Woohoo!!! Fantastic news! 

Clover says "Way to go Granddad!"


----------



## hotel4dogs (Sep 29, 2008)

that is just amazing!! I can't even imagine the amount of work that went into it!
is he an AKC CH? I'm not sure I'm reading it right.


----------



## Pointgold (Jun 6, 2007)

hotel4dogs said:


> that is just amazing!! I can't even imagine the amount of work that went into it!
> is he an AKC CH? I'm not sure I'm reading it right.


 
Push is Canadian.


----------



## hotel4dogs (Sep 29, 2008)

Push is amazing!


----------



## AmberSunrise (Apr 1, 2009)

Wow - I don't even know how to express the awe I feel for such an amazing accomplishment ...


----------



## Loisiana (Jul 29, 2009)

Push is quite impressive, but it does need to be remembered that a Canadian OTCH is not nearly the title that it is in America. I believe the requirements for an OTCH in Canada are simply a UD. So while he is a triple champion in Canada, if it had been America he would be a dual champion with a UD (still an impressive feat).

If I'm wrong about that someone please correct me but I've heard that several times.


----------



## GoldenSail (Dec 30, 2008)

That is freakin' awesome!


----------



## MurphyTeller (Sep 28, 2008)

Loisiana said:


> Push is quite impressive, but it does need to be remembered that a Canadian OTCH is not nearly the title that it is in America. I believe the requirements for an OTCH in Canada are simply a UD. So while he is a triple champion in Canada, if it had been America he would be a dual champion with a UD (still an impressive feat).
> 
> If I'm wrong about that someone please correct me but I've heard that several times.

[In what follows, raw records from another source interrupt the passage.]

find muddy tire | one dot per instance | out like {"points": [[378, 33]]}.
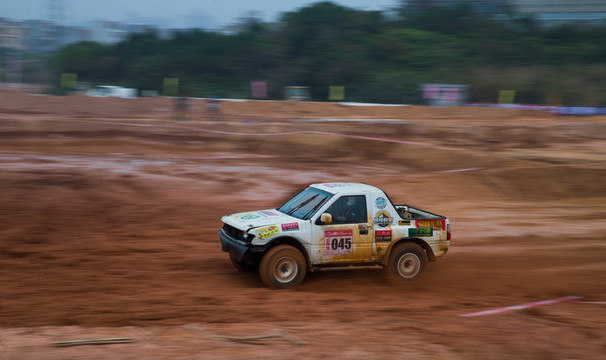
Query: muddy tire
{"points": [[407, 262], [282, 267], [241, 266]]}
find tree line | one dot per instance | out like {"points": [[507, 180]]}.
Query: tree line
{"points": [[377, 56]]}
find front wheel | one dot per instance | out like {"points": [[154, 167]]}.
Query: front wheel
{"points": [[407, 261], [282, 267]]}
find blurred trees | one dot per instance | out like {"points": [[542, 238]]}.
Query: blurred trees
{"points": [[377, 56]]}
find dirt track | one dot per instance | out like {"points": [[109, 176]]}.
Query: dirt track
{"points": [[109, 212]]}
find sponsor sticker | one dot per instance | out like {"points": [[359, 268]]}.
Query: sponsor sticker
{"points": [[249, 216], [381, 203], [421, 232], [268, 231], [383, 219], [290, 226], [338, 242], [383, 235], [434, 224]]}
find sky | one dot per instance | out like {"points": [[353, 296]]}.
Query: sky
{"points": [[168, 13]]}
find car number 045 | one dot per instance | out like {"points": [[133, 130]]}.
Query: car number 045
{"points": [[338, 242]]}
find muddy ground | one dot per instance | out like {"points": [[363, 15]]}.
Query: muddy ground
{"points": [[109, 212]]}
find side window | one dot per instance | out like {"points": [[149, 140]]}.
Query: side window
{"points": [[349, 210]]}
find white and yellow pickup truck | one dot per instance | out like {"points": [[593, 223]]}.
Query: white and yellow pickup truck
{"points": [[332, 226]]}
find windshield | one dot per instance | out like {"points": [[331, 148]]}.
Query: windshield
{"points": [[306, 203]]}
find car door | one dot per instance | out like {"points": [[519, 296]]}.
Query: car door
{"points": [[349, 238]]}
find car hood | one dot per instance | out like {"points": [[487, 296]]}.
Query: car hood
{"points": [[254, 219]]}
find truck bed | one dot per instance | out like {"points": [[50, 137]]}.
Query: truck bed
{"points": [[409, 212]]}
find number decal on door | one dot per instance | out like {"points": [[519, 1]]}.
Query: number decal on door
{"points": [[338, 242]]}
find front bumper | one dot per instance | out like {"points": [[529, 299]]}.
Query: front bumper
{"points": [[233, 246]]}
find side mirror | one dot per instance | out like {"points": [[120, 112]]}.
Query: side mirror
{"points": [[326, 218]]}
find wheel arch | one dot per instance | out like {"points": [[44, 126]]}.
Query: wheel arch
{"points": [[422, 243], [288, 240]]}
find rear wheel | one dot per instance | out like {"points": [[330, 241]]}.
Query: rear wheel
{"points": [[282, 267], [407, 261]]}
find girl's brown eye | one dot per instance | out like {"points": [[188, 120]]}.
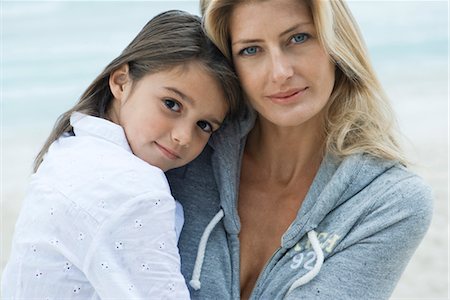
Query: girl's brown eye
{"points": [[172, 105], [205, 126]]}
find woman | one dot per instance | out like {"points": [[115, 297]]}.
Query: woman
{"points": [[307, 196]]}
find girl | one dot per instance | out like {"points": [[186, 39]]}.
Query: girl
{"points": [[99, 220], [312, 187]]}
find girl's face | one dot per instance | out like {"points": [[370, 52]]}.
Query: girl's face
{"points": [[168, 116], [284, 71]]}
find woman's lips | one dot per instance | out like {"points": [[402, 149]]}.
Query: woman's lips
{"points": [[171, 154], [288, 96]]}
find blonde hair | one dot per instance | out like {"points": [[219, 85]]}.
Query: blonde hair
{"points": [[359, 117], [170, 39]]}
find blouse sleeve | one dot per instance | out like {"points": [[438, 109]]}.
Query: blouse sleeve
{"points": [[134, 253]]}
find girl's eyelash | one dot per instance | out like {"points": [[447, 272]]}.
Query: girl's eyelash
{"points": [[172, 104], [200, 124]]}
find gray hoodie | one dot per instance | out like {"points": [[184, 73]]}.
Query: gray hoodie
{"points": [[357, 228]]}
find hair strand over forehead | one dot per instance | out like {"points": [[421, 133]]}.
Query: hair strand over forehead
{"points": [[359, 117], [170, 39]]}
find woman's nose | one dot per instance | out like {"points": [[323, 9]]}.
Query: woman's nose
{"points": [[281, 66]]}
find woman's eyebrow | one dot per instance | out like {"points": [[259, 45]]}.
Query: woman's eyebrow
{"points": [[290, 29]]}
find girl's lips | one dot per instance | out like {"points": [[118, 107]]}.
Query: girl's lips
{"points": [[168, 152], [288, 96]]}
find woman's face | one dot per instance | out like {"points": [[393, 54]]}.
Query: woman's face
{"points": [[286, 74]]}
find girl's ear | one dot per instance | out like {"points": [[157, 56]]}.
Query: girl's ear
{"points": [[119, 82]]}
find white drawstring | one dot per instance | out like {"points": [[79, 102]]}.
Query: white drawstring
{"points": [[195, 281], [312, 236]]}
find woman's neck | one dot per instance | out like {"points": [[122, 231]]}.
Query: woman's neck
{"points": [[285, 154]]}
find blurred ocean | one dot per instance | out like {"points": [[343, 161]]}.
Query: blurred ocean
{"points": [[52, 50]]}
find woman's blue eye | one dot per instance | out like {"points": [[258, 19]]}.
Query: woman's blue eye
{"points": [[249, 50], [205, 126], [172, 105], [299, 38]]}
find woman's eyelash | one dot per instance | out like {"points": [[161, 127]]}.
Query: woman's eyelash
{"points": [[300, 37]]}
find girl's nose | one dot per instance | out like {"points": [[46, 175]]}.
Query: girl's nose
{"points": [[182, 135]]}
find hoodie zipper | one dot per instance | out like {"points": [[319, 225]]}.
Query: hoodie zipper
{"points": [[263, 274]]}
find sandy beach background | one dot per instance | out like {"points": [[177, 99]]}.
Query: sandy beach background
{"points": [[52, 50]]}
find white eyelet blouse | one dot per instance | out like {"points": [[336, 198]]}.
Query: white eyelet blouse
{"points": [[97, 223]]}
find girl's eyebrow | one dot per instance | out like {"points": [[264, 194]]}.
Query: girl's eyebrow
{"points": [[180, 94], [190, 101], [290, 29]]}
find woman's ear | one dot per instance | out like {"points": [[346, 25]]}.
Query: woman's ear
{"points": [[119, 82]]}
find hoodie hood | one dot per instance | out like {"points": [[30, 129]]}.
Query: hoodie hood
{"points": [[336, 180]]}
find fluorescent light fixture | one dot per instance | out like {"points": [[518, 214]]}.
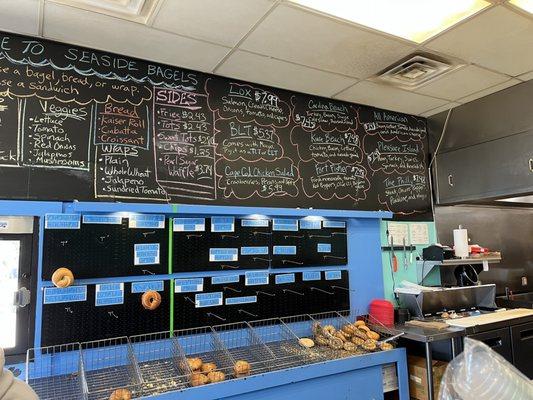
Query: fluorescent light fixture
{"points": [[526, 5], [415, 20]]}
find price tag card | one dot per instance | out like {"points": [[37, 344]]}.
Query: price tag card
{"points": [[241, 300], [333, 275], [108, 294], [254, 250], [188, 285], [220, 280], [146, 254], [306, 223], [334, 224], [218, 255], [102, 219], [323, 248], [62, 221], [284, 224], [208, 299], [284, 250], [256, 223], [65, 295], [147, 221], [188, 224], [141, 287], [284, 278], [398, 232], [419, 233], [222, 224], [311, 275], [254, 278]]}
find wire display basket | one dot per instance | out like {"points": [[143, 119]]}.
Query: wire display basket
{"points": [[109, 366], [248, 354], [283, 343], [159, 360], [55, 372], [202, 359]]}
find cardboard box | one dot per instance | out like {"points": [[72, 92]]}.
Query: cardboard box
{"points": [[418, 377]]}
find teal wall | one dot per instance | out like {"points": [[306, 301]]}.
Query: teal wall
{"points": [[410, 273]]}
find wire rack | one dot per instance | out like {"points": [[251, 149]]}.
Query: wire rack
{"points": [[55, 372], [109, 365], [159, 362], [201, 344], [242, 344], [165, 361], [283, 343]]}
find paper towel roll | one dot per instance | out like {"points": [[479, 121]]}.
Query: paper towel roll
{"points": [[460, 242]]}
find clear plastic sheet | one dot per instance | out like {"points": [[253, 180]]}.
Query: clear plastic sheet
{"points": [[479, 373]]}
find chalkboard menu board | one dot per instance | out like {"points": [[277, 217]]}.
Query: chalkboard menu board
{"points": [[78, 124]]}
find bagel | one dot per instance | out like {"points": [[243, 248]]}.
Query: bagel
{"points": [[120, 394], [151, 300], [208, 367], [216, 376], [198, 379], [62, 277]]}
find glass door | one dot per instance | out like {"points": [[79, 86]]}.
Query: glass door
{"points": [[16, 293], [9, 285]]}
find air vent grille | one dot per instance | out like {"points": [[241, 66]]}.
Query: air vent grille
{"points": [[133, 10], [415, 71]]}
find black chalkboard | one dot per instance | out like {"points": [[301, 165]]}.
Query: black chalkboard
{"points": [[79, 124]]}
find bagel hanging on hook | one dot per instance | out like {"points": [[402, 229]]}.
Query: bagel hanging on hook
{"points": [[62, 277], [151, 300]]}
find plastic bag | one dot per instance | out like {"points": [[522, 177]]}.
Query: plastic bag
{"points": [[479, 373]]}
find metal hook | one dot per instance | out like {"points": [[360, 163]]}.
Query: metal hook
{"points": [[265, 293], [229, 266], [291, 262], [321, 290], [335, 257], [294, 236], [340, 287], [233, 290], [246, 312], [292, 291], [262, 259], [216, 316]]}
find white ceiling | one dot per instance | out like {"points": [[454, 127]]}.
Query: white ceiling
{"points": [[277, 43]]}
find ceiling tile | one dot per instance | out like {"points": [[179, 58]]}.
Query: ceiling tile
{"points": [[269, 71], [437, 110], [387, 97], [499, 39], [462, 82], [306, 38], [493, 89], [526, 77], [21, 16], [224, 22], [77, 26]]}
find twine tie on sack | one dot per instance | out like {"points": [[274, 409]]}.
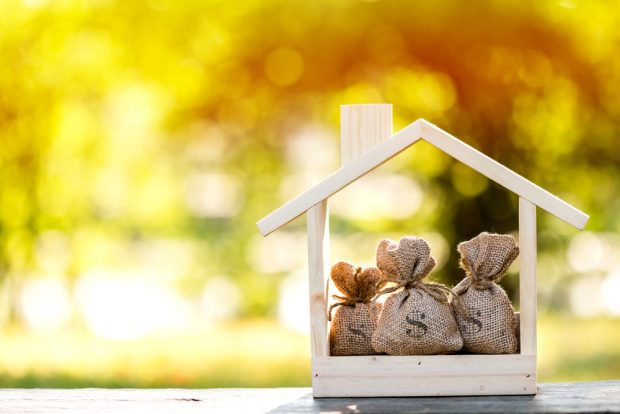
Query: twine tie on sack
{"points": [[366, 294]]}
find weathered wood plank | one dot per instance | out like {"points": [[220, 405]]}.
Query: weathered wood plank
{"points": [[576, 397], [601, 396]]}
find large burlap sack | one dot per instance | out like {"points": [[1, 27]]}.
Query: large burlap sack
{"points": [[485, 315], [356, 315], [418, 320]]}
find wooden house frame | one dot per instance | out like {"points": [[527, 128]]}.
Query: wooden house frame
{"points": [[366, 143]]}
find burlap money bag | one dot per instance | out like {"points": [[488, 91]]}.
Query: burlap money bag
{"points": [[486, 317], [356, 314], [417, 320]]}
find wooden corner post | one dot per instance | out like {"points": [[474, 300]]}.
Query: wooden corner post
{"points": [[527, 276], [362, 127], [318, 266]]}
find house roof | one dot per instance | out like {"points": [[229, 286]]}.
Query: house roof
{"points": [[422, 130]]}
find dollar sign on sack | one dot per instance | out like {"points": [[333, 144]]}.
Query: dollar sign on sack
{"points": [[472, 324], [358, 329], [418, 328]]}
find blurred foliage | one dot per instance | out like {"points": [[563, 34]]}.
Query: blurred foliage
{"points": [[258, 354], [135, 133]]}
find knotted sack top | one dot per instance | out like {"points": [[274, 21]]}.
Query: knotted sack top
{"points": [[486, 258], [358, 285], [407, 263]]}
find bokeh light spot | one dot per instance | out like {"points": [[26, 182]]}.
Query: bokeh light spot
{"points": [[284, 66]]}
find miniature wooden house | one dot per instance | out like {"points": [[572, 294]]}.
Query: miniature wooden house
{"points": [[366, 143]]}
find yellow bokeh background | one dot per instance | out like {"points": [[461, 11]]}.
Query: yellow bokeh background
{"points": [[142, 140]]}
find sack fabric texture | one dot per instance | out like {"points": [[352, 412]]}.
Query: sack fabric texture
{"points": [[356, 313], [485, 315], [418, 319]]}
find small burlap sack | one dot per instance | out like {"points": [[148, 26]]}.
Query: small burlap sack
{"points": [[356, 315], [417, 320], [485, 315]]}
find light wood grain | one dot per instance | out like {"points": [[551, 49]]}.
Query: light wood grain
{"points": [[318, 272], [502, 175], [362, 127], [406, 137], [432, 375], [340, 179], [527, 275], [575, 397]]}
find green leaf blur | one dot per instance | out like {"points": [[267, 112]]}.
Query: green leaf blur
{"points": [[142, 140]]}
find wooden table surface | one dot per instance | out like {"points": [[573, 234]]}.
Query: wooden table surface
{"points": [[572, 397]]}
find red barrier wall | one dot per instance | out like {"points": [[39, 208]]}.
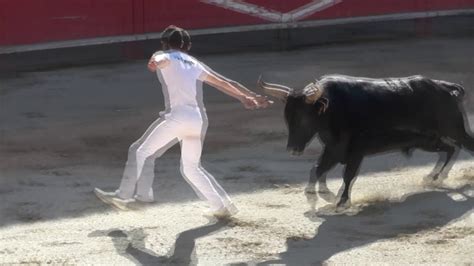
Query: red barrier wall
{"points": [[35, 21]]}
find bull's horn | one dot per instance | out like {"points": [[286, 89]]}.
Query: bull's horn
{"points": [[278, 91]]}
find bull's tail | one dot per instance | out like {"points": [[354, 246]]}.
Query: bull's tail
{"points": [[454, 89]]}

Right - The Canadians don't have a UD. Three passes in Utility under CKC rules (and it's different than AKC utility) is an OTCH.


----------



## Maxs Mom (Mar 22, 2008)

Pointgold said:


> Just read that Push did it!
> 
> He is now CanCh. FTCH,AFTCH, OTCH Firemark's Push Comes to Shove.
> 
> ...


I don't understand all this but it sounds VERY impressive to me! Only a quality dog can achieve. I was looking at him not too long ago on the Ambertrials website. I like their dogs. 

GO PUSH!!!! GOLDENS RULE!!!!
Ann


----------



## goldengirls550 (Jun 12, 2008)

Amazing!!! Push is a really impressive dog!!!


----------



## rappwizard (May 27, 2009)

Congratulations to Push, his owners and breeders! Simply amazing!


----------



## AquaClaraCanines (Mar 5, 2006)

Outstanding!

Maybe he will conquer the US next


----------